Events News Research CBS CBS Publications Bioinformatics
Staff Contact About Internal CBS CBS Other

Introduction to UNIX

In this exercise you shall work on a brief introduction to the UNIX/Linux system. It is expected that you all have some prior knowledge about programming, so the introduction is very short. In the first part of the exercise you shall set-up your account and copy some essential files needed to make the c-programs during the course. Next, you shall go through some small exercises giving you a more detailed introduction to Unix/Linux.

Linux. Part 1

Connect to the CBS server

Using windows
Double click on the SSH Secure Shell Client and chose File>Quick Connect. Fill in Host:, and your username. You will then be prompted for your password.

Using MAC/Linux
Type ssh -Y, where userid is your CBS user ID. You will then be prompted for your password.

Basic commands

If you have experience in using Linux/UNIX and have a particular setup for your account, you can make a course directory (say algo) and do all of the course exercises in this directory.

Where am I? - pwd
pwd      This command returns the path to your current location (the current directory) (and this the command that is used to construct your prompt)

Make a new directory - mkdir

mkdir test
mkdir data
mkdir -p src
mkdir -p bin

Make directories test, data, src, bin. The -p option gives no error if the directory already exists.

Copy all files from the directory to the data directory

cp /home/projects/mniel/ALGO/data/Cprog/* ./data/

* means everything in the directory, "." means to here, so ./data means the sub-directory data from where your are now.

What is in this directory? - ls


ls      short listing of current directory (a directory is often called a folder in windows)
ls ..      short listing of directory below current directory - ".." means one directory down "../.." is two directories down
ls data      short listing mail directory (equivalent to ls ./data - "." means here)
ls -l data      detailed listing of projects directory
ls -ltr data      long listing sorted by time (t) and reversed (r): newest files last (essential for old bioinformaticians who can not remember what they just did)
ls /usr/bin/      list programs in "/usr/bin/" directory.

paths starting with "/" are absolute addresses starting at the root folder (normally called C:\ in windows) - as opposed to relative addresses (addresses relative to where you are in the folder hieraki)

I want to go to? - cd
The cd      command is used to move around in the file system.
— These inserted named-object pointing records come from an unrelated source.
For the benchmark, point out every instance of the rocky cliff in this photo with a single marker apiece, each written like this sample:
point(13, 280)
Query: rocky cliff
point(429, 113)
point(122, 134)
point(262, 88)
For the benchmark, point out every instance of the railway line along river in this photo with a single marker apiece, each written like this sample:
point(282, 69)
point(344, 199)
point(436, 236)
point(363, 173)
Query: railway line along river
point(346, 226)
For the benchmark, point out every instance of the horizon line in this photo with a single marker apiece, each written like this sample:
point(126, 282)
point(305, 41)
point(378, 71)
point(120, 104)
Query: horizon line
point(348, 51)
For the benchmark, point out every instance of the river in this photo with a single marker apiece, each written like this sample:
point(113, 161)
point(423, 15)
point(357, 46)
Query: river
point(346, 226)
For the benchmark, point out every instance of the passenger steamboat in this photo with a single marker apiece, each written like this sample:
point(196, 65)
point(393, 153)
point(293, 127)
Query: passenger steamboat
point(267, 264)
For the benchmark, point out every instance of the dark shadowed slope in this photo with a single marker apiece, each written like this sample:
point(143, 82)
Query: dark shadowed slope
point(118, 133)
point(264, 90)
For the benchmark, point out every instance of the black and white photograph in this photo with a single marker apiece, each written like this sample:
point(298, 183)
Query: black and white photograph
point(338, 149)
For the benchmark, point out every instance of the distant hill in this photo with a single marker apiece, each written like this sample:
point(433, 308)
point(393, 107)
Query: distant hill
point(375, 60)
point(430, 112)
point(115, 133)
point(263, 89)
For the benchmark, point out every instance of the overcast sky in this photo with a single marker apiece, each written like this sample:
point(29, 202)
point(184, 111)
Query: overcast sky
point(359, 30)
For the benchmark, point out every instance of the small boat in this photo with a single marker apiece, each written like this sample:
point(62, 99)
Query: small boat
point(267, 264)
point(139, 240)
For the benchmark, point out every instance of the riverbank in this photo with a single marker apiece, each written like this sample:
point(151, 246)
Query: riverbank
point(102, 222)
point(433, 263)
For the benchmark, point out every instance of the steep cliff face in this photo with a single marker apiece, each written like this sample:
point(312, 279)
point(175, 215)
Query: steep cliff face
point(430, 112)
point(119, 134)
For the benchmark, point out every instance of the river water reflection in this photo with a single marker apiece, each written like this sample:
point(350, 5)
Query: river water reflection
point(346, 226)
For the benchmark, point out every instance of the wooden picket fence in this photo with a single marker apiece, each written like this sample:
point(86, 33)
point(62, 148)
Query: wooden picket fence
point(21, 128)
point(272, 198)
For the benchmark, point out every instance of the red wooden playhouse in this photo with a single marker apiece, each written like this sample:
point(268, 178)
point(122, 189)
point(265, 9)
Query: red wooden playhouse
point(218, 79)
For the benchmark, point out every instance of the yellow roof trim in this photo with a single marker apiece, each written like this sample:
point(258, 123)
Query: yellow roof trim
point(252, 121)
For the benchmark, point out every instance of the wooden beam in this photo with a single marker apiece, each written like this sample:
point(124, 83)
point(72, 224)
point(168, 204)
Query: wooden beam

Examples:
cd ..      up one level
cd /usr/local/bin/      go to absolute (not relative) address
cd      go to my home directory

Now you can copy some essential files and directories that will be needed to make the c-programs during the course.

Copying (more) files - cp

cd src
cp /home/projects/mniel/ALGO/code/cprog/* .
cp -R /home/projects/mniel/ALGO/code/utils .

These commands copy all files from /home/projects/mniel/ALGO/code/cprog and the complete /home/projects/mniel/ALGO/code/utils directory to where you are (in the src directory). Note, the -R option means recursively, and hence will copy the complete directory including all files and sub-directories.

Setup you Unix/Linux account

You can specify some of the Unix functionality by editing the .cshrc file in your home directory.

Go to your home directory (type cd). Use your favorit editor (gedit, emacs, vi, ..) to edit the file.

After the line

# System independent actions (examples)

follows a list aliases that are defined to make Linux/unix work a bit more user friendly. Examples

alias   cp      'cp -i'
alias   mv      'mv -i'
alias   rm      'rm -i'
alias	make	'make -f Makefile.`uname -s`"_"`uname -m`'

setenv ALGOHOME /home/people/XXX
where XXX is your CBS login. Note, if you have made a specific course directory called say "algo", then you should give the path to this directly instead.

The first of these aliases will make the UNIX systen promt you before you remove or move files around. This will help you not to by change remove important file. The last alias defines which system dependend makefile to use when compiling C code in the course.

The last line in the file

set path = ( . $ALGOHOME/bin $path )

tells the system to search for executables (binaries) first in the working directory (.) next in the ~/bin directory and next in the directories defined in the previous $path definition.

Now save the file, and type

source .cshrc

Now the UNIX behavior is updated with your changes.

You can see that the path environment variable has updated by typing

echo $PATH

Then you will see that the path has a "." followed by "/home/people/XXX" (where XXX is you login name), and next a large set of other directories.

UNIX. Part 2

The man gives help to most UNIX commands.

man ls      gets help to the ls command

Go to the test directory

cd test
cp /home/projects/mniel/ALGO/exercises/ex_unix/test.dat .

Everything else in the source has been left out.